Coordinates are ordered pairs that help us locate points on a grid, like spots on a map. Each pair is written as \((x, y)\), where:

• The first number \(x\) represents the horizontal position, telling us how far left or right the point is.
• The second number \(y\) indicates the vertical position, showing how far up or down the point is.

For example, in the pair \((8, 7)\), the point is 8 units to the right and 7 units up from the origin of the grid.In our exercise, the coordinates \((8,7)\) and \((14,1)\) mark two specific points on the plane.Recognizing these coordinates is the first step to understanding the changes in the values and calculating the slope.

The change in x, often symbolized as \( \Delta x \), represents the horizontal shift between two points.Simply put, it is the difference in the x-values of the points. This indicates how far left or right one point is from another.To find the change in x, you subtract the x-coordinate of the first point from the x-coordinate of the second point.
In our example:

• Start with the x-values of the coordinates: 14 and 8.
• Calculate \( \Delta x = 14 - 8 = 6 \).

This tells us there is a horizontal shift of 6 units to the right from the first point to the second.

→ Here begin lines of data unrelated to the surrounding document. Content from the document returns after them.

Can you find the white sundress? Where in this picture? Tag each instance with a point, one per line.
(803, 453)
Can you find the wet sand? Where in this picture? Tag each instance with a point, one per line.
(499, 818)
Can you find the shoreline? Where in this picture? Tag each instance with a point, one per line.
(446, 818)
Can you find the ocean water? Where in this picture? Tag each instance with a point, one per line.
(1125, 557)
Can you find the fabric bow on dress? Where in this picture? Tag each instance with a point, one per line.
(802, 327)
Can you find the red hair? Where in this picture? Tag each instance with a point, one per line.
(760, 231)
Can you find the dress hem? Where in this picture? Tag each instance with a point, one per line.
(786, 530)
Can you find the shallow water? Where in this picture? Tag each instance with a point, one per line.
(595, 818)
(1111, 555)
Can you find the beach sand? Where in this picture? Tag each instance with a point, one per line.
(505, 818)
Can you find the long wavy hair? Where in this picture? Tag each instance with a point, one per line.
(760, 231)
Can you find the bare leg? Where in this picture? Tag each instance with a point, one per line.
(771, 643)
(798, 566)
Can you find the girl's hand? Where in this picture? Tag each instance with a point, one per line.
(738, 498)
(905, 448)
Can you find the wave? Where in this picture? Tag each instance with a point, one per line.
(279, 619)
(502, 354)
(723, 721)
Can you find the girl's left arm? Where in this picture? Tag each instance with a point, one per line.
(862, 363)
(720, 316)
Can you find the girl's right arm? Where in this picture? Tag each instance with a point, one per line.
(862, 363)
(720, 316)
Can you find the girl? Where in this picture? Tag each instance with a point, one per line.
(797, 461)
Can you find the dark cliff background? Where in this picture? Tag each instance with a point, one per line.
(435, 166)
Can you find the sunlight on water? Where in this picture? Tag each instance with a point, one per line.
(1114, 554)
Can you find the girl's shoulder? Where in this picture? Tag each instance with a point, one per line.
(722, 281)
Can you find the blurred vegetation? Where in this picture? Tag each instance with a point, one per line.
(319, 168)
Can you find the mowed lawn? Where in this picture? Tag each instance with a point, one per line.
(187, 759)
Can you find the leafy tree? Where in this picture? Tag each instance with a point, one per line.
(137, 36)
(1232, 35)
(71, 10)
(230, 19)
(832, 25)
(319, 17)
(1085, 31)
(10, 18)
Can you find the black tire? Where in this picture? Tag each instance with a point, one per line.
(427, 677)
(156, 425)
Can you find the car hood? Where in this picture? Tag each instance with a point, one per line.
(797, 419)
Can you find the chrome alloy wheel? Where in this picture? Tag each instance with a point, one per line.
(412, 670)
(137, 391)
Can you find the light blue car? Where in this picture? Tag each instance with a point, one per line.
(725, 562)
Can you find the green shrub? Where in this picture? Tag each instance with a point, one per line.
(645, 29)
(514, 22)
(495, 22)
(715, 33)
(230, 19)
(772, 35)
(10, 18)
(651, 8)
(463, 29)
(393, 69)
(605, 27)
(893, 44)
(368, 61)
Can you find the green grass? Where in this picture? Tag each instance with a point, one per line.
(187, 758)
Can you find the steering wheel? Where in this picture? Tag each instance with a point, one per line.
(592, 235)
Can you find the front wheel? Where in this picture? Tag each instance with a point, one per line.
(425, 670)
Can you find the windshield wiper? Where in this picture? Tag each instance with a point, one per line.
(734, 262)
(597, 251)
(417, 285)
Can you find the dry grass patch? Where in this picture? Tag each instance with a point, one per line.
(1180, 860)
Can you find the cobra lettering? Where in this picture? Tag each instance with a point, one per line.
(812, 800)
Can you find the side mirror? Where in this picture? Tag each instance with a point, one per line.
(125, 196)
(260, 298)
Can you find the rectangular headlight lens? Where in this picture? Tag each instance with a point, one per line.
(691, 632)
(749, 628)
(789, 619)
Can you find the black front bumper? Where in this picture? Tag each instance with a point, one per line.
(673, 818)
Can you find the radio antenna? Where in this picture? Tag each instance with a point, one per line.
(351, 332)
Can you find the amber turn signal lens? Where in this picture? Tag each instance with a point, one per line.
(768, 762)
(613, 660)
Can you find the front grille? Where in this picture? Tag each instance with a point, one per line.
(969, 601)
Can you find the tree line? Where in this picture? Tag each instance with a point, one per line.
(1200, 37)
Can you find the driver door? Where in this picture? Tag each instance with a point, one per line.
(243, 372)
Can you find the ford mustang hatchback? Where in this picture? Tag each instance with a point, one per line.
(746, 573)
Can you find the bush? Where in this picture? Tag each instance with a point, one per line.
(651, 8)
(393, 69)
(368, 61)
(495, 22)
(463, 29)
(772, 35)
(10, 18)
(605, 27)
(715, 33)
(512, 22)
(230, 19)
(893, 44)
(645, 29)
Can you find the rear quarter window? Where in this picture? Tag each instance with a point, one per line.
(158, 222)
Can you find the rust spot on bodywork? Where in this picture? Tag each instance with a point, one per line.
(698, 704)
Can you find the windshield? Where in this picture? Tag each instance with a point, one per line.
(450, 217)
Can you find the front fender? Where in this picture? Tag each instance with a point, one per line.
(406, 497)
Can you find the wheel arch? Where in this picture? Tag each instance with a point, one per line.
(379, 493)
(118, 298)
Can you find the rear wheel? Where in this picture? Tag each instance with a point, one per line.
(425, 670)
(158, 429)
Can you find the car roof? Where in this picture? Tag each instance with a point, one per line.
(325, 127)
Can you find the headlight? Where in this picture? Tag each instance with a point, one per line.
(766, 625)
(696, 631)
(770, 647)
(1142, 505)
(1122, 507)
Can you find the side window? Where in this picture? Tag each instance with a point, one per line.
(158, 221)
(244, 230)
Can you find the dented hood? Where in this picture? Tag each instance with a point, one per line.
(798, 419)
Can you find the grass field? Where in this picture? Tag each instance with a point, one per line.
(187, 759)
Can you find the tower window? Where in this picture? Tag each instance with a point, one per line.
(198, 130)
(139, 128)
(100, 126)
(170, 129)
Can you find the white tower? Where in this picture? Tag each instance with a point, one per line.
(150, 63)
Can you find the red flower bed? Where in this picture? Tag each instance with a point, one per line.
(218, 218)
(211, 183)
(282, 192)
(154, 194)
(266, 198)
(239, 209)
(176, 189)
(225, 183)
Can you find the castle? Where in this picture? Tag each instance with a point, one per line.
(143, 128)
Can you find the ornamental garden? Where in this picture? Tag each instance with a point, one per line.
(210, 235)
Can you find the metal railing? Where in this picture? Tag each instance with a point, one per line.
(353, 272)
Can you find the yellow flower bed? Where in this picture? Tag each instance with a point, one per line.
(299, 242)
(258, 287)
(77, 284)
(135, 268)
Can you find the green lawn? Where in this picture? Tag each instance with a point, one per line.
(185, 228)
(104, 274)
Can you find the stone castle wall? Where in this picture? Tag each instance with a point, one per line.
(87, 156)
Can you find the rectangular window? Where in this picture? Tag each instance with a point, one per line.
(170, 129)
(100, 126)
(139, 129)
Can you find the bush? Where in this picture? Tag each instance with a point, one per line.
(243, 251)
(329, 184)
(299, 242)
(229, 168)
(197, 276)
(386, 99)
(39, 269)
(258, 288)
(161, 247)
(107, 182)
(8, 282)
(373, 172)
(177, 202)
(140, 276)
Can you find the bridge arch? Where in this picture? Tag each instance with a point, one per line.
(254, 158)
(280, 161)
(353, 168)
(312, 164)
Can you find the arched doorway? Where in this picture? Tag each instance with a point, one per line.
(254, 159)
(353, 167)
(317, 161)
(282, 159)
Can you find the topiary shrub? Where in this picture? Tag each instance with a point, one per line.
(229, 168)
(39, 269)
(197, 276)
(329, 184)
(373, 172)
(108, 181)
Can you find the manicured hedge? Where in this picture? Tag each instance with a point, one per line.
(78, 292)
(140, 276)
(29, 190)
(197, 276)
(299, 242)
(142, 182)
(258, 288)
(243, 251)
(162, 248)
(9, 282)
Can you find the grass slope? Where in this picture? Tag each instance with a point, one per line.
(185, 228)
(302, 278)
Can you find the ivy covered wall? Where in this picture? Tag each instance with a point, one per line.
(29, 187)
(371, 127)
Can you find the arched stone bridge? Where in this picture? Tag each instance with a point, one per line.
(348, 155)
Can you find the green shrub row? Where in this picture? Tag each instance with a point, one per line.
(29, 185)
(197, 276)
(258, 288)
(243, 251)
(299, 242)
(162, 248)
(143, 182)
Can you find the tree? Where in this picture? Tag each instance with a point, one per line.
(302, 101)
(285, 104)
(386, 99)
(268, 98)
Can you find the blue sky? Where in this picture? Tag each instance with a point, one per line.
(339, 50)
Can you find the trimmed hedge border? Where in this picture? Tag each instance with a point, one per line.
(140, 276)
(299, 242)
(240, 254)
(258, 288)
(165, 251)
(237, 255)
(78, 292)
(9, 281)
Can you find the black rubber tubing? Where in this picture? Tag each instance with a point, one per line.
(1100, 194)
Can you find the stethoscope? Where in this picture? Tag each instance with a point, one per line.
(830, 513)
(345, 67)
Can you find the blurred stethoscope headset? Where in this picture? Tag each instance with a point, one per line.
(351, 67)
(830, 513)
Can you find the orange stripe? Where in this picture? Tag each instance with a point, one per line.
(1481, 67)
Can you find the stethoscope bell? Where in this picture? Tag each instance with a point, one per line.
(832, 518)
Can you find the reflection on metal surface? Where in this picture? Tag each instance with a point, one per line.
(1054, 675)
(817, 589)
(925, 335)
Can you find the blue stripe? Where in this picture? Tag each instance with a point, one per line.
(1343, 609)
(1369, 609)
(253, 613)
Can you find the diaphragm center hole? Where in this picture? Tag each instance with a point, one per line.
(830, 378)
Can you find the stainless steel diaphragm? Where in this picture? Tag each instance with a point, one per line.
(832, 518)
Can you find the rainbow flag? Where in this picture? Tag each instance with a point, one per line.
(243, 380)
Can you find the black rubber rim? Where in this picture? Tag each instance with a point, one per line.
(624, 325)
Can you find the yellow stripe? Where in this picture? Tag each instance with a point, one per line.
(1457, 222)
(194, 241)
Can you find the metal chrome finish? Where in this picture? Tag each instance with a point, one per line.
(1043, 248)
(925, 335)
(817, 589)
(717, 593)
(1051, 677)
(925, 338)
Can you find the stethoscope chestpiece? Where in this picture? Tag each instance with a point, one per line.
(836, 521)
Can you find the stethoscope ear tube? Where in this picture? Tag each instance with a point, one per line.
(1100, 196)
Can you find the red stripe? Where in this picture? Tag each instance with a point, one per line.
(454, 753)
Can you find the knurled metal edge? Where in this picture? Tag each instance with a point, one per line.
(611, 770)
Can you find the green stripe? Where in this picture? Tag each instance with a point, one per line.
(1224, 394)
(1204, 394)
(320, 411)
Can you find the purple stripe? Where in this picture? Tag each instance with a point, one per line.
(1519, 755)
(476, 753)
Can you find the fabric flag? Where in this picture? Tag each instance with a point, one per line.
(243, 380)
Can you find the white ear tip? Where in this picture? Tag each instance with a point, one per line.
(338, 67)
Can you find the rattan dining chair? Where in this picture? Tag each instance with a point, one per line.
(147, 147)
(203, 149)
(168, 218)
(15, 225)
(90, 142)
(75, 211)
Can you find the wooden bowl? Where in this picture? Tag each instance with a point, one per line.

The change in y, denoted as \( \Delta y \), defines the vertical shift between two points on a plane.This is the difference in the y-coordinates of our points and reveals how far one point moves up or down in relation to another.To determine the change in y, simply subtract the y-coordinate of the first point from the y-coordinate of the second point.
In this particular case:

• Take the y-values from the coordinates: 1 and 7.
• Compute \( \Delta y = 1 - 7 = -6 \).

Here, the negative sign indicates that there is a downward movement of 6 units, as the second point is lower than the first one.

Slope is a measure of how steep a line connecting two points is on a graph. It tells us the direction and the incline of a line, which can be calculated using the formula:\[m = \frac{\Delta y}{\Delta x}\]where \( m \) represents the slope of the line.The formula involves two key components:

• \( \Delta y \): the difference in y-values (vertical change).
• \( \Delta x \): the difference in x-values (horizontal change).

In our exercise, the slope is calculated as:\[m = \frac{-6}{6} = -1\]This result shows a downward slope, meaning the line leans downwards from left to right.A slope of -1 indicates that for each step right (or unit increase in x), the line drops one unit down.